As luck would have it, we couldn't possibly have picked a better camp site in terms of location. A mile down the road was the entry point of some of the best hiking trails in the county and we took advantage of this the very next day with a walk up Great Gable, the neighbour of Scafel. The hike itself was memorable for both good and bad reasons. I discovered on our previous taste of the great outdoors at Snowden that I have a somewhat irrational fear of
being blown off high places (I say irrational only because this summit was hardly high at all at 900 metres. However, the day after we made this hike, we learned of an instance where a woman had been blown off the mountain and was seriously injured. ..so perhaps not completely irrational afterall). That said, I did make it to the top and enjoyed the lovely view down the valley, as well as the spectacle of viewing Scafel looming large.

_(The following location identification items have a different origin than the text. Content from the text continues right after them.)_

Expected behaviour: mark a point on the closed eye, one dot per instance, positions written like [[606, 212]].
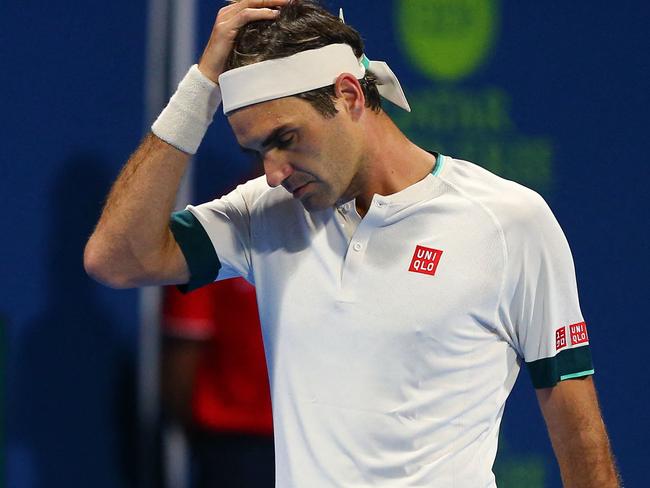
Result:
[[284, 141]]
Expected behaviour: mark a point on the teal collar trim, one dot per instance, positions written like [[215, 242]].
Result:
[[439, 164]]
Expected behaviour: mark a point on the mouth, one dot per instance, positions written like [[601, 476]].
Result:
[[299, 191]]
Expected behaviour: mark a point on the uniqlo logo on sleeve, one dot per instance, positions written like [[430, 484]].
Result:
[[560, 338], [425, 260], [578, 333]]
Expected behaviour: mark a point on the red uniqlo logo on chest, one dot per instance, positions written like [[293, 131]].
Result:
[[425, 260], [578, 333], [560, 338]]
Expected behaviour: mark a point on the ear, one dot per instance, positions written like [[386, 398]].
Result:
[[348, 90]]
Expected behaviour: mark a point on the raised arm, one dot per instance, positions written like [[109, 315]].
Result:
[[578, 434], [132, 244]]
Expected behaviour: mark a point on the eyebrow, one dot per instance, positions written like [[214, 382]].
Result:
[[272, 138]]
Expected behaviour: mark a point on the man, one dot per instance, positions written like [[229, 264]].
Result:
[[398, 289]]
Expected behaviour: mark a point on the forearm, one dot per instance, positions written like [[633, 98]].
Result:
[[132, 234], [586, 460], [578, 435]]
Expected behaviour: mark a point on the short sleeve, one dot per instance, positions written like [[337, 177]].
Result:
[[540, 298], [215, 236]]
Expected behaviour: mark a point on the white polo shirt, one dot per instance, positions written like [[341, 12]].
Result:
[[393, 341]]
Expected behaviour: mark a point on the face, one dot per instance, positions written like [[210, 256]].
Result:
[[316, 159]]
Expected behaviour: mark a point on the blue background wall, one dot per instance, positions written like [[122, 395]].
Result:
[[569, 80]]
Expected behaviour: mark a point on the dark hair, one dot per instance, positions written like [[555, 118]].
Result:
[[300, 26]]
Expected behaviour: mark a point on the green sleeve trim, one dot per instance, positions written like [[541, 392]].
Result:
[[438, 167], [576, 375], [197, 248], [570, 363]]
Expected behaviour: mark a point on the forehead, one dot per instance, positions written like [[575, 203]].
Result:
[[254, 123]]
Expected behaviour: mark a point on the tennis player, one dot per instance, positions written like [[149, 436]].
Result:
[[400, 290]]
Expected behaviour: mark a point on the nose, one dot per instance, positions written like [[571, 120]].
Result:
[[276, 168]]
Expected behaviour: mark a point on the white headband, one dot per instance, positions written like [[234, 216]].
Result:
[[302, 72]]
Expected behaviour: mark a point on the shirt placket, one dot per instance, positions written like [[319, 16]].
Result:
[[358, 249]]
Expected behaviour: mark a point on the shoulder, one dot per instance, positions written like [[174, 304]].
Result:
[[513, 207], [256, 194]]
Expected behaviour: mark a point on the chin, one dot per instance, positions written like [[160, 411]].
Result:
[[315, 203]]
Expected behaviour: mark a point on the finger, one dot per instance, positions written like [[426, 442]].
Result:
[[252, 15], [228, 12]]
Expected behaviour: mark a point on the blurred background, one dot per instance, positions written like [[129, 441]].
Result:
[[554, 95]]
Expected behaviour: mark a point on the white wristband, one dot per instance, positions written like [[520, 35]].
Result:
[[188, 114]]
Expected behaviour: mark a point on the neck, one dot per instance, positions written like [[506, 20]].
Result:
[[391, 162]]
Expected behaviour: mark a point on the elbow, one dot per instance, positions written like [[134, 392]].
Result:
[[103, 268]]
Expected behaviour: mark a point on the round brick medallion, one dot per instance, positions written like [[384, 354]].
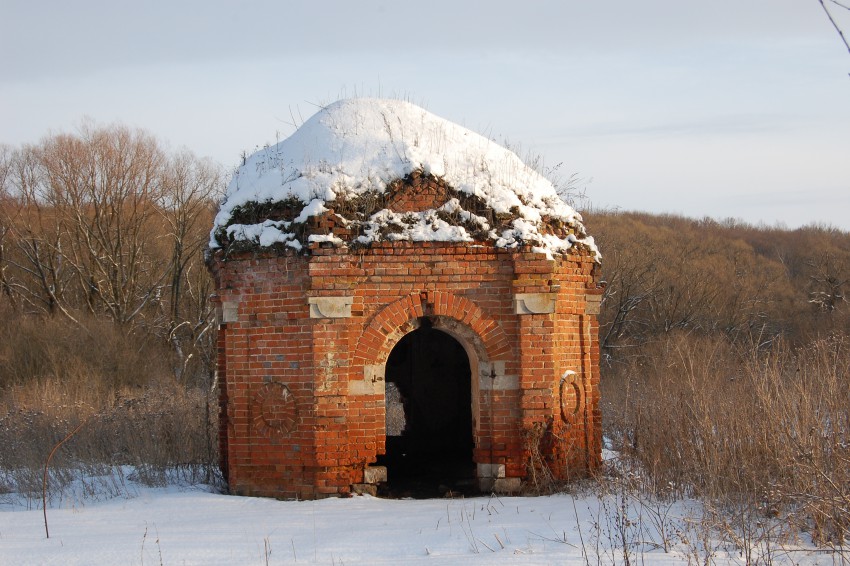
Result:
[[276, 412]]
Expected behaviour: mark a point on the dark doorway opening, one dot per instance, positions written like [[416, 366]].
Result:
[[429, 417]]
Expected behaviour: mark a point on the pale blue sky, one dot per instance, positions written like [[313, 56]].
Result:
[[727, 108]]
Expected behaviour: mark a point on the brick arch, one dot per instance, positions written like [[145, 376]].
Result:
[[400, 317]]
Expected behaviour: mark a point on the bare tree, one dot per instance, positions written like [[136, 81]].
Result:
[[825, 4]]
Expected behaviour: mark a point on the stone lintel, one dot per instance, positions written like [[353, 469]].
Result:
[[374, 474], [229, 311], [592, 304], [534, 303], [491, 470], [491, 377], [372, 382], [330, 307]]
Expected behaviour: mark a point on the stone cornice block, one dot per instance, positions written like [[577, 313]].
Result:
[[330, 307], [534, 303]]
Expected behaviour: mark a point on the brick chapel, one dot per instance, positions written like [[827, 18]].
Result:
[[401, 299]]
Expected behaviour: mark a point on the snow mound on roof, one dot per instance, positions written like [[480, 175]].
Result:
[[359, 146]]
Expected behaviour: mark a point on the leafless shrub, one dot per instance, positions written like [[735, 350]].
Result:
[[763, 433]]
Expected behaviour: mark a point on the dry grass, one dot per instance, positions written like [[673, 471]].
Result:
[[56, 375], [761, 432]]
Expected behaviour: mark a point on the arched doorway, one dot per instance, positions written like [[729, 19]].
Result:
[[429, 416]]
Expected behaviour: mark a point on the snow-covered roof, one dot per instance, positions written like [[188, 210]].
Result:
[[354, 149]]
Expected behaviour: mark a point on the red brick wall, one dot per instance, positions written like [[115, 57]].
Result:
[[332, 367]]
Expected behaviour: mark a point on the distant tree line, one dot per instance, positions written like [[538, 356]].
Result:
[[106, 223], [668, 273]]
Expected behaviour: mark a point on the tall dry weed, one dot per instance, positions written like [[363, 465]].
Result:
[[762, 430]]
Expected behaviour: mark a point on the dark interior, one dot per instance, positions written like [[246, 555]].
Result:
[[429, 451]]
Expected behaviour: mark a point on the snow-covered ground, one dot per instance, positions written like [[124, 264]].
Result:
[[191, 525]]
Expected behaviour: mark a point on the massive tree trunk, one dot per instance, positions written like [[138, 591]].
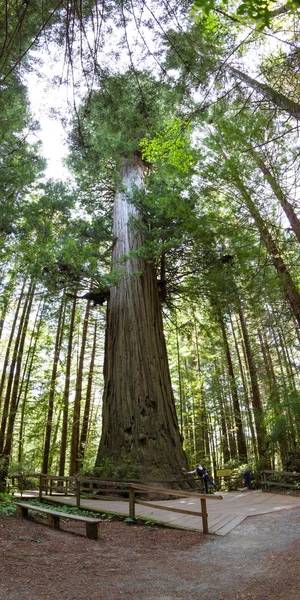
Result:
[[139, 417]]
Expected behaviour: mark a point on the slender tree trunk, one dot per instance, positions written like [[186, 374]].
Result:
[[57, 349], [27, 376], [274, 392], [8, 349], [14, 394], [241, 442], [6, 297], [245, 388], [224, 438], [11, 375], [64, 433], [290, 290], [10, 404], [88, 397], [279, 99], [74, 454], [179, 381], [139, 417], [278, 192], [256, 398]]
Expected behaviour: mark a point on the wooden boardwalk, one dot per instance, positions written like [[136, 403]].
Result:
[[223, 516]]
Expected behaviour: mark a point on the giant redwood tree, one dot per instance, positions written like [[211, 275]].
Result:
[[139, 418]]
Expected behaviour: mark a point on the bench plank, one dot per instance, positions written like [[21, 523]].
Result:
[[92, 525]]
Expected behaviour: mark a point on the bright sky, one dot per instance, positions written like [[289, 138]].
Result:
[[49, 102]]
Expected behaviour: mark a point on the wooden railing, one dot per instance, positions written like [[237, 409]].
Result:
[[133, 488], [78, 486], [279, 481]]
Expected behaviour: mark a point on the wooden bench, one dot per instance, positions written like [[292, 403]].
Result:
[[92, 525]]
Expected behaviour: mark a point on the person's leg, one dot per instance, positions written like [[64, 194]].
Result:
[[205, 483]]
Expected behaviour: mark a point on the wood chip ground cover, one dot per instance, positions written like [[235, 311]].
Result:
[[259, 560]]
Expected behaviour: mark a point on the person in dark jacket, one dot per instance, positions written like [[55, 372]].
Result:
[[247, 479]]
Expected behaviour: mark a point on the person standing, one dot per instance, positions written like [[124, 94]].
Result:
[[208, 481], [247, 479]]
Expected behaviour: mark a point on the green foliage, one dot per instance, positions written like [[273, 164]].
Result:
[[171, 144], [7, 505], [247, 12]]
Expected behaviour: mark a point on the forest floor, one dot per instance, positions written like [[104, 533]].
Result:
[[259, 560]]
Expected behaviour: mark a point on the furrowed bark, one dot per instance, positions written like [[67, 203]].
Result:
[[139, 417]]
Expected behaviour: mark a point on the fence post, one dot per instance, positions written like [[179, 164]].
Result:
[[77, 484], [131, 503], [204, 515]]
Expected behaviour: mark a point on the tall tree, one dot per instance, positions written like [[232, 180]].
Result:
[[139, 417]]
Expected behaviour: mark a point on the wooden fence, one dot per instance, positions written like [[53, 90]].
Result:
[[278, 479], [88, 487]]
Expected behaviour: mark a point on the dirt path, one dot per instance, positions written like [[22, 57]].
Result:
[[259, 560]]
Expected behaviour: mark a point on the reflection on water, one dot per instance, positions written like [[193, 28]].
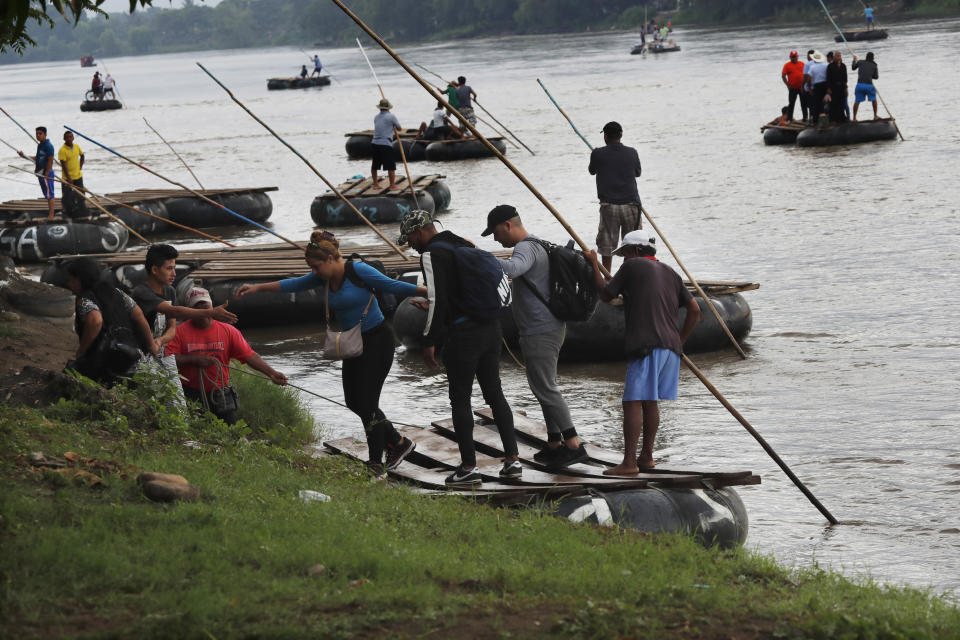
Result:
[[854, 359]]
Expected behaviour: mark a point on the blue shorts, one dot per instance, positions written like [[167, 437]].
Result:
[[46, 185], [653, 378], [865, 92]]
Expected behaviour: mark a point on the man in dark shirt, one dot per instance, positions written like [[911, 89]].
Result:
[[158, 299], [653, 293], [617, 168], [471, 345], [837, 87], [866, 73], [43, 167]]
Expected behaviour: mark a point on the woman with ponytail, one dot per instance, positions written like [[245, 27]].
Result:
[[363, 376]]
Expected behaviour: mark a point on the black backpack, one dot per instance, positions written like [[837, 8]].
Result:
[[386, 300], [573, 293]]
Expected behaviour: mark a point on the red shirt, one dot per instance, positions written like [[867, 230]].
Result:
[[794, 71], [221, 341]]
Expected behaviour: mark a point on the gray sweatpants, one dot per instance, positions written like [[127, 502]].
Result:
[[540, 354]]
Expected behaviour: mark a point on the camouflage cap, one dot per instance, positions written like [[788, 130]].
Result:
[[411, 221]]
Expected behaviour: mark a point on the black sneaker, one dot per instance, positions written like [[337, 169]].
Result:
[[545, 455], [464, 477], [397, 452], [511, 469], [567, 456]]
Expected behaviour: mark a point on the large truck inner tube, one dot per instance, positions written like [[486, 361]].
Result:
[[194, 212], [328, 210], [297, 83], [443, 151], [100, 105], [847, 133], [600, 339], [712, 517], [33, 298], [37, 243]]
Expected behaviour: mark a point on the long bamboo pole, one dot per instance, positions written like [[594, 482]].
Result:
[[169, 146], [308, 163], [184, 187], [693, 281], [403, 155], [492, 117], [850, 51], [29, 135], [142, 212], [90, 200], [503, 159]]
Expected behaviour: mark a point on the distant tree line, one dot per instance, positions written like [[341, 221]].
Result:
[[258, 23]]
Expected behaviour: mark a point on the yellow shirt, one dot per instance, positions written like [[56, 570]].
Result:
[[71, 158]]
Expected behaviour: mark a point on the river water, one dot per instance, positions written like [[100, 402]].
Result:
[[854, 358]]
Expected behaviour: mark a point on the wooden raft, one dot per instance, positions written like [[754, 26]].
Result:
[[128, 197], [437, 455], [363, 187], [280, 260]]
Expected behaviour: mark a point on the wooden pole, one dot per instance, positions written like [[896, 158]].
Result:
[[183, 186], [693, 281], [312, 168], [403, 155], [760, 439], [29, 135], [145, 213], [492, 117], [850, 51], [184, 162]]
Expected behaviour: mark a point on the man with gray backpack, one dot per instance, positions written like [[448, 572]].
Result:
[[534, 275], [467, 293]]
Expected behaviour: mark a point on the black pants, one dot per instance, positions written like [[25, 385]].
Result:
[[73, 204], [230, 417], [819, 91], [472, 351], [363, 379]]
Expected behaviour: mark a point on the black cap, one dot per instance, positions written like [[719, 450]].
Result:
[[613, 129], [500, 213]]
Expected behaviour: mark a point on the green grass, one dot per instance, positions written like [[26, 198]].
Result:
[[104, 562]]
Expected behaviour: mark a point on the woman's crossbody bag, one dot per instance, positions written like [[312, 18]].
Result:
[[343, 345]]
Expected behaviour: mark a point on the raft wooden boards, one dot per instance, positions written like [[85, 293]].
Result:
[[128, 197], [364, 186], [437, 447], [525, 429]]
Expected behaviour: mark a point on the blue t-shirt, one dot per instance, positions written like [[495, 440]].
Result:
[[383, 125], [44, 152], [348, 302]]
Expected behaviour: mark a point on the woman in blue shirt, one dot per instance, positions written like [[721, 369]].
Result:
[[363, 376]]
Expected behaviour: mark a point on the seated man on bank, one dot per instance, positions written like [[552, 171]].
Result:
[[440, 128], [203, 349]]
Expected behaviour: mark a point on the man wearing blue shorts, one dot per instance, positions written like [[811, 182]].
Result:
[[43, 166], [653, 293], [866, 73]]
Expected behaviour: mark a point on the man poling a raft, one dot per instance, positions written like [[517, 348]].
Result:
[[580, 242]]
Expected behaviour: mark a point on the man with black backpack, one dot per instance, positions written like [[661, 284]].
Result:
[[467, 292], [541, 332]]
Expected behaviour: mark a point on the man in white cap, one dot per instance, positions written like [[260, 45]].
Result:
[[204, 348], [653, 293]]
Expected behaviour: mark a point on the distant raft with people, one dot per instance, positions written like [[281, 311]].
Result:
[[846, 133], [600, 339], [462, 149], [39, 240], [380, 205], [861, 35], [297, 82]]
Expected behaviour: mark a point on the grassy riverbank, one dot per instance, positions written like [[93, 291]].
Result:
[[91, 557]]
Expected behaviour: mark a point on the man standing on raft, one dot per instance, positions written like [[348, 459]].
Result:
[[652, 295]]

But it did involve tears as I traversed the high pass 'Windy Gap' across to the smaller Green Gable which offered more lovely views. Adam of course sprinted on (like the mountain goat he must have been in a previous life) and found my fear puzzling. Still though, he stayed close as we battled the wind and even he was forced to acknowledge that it was extremely gusty at points. There was a fabulous moment on our descent when we came to a passage where the wind was so strong we could throw our body weight against the wind and remain standing due to its force. It was the closest reflection of the sensation of skydiving that I've ever experienced on
land.
Unfortuneatly, the build up of the fatigue leading up to the camping trip robbed us of the enthusiasm to back up with another hike the next day and so Scafel still awaits us. We instead visited the towns of the Lakes district, strolling through the quaint streets lit in sunshine and soaking up the slendour with a lazy hour in the park and another sipping drinks by one of the many beautiful lakes of the district. We left Seatoller after 2 nights and drove South to Lowbray, passing through two of the tourist hot spots Ambleside and Windermere. We camped for a final night where the wind howled and I felt sure our tent would blow away with us inside it! It was also surprisingly cold and so we rugged ourselves up as we sat and whiled away the evening eating yet another cold dinner (we hadn't yet purchased any camping cookware, nor a lamp! Oops! So off to bed it was as soon as night started to fall!)
We made an early start on our final day in the district, at last feeling reenergised and ready to hike on. As we were now close to the
village of Hawkshead, we settled for a 2 hour stroll around the nearby lake. It was a rainy day but this did little to curb our enthusiasm. Camping had indeed served its purpose of recharging our batteries in readniness for our return to 'the real world'. All in all, this was camping at its best. Somewhat rough and ready yet offering that indescribable peace that can only come from a few days of nature inspired goodness. We eagely await our next installment of life in the great outdoors.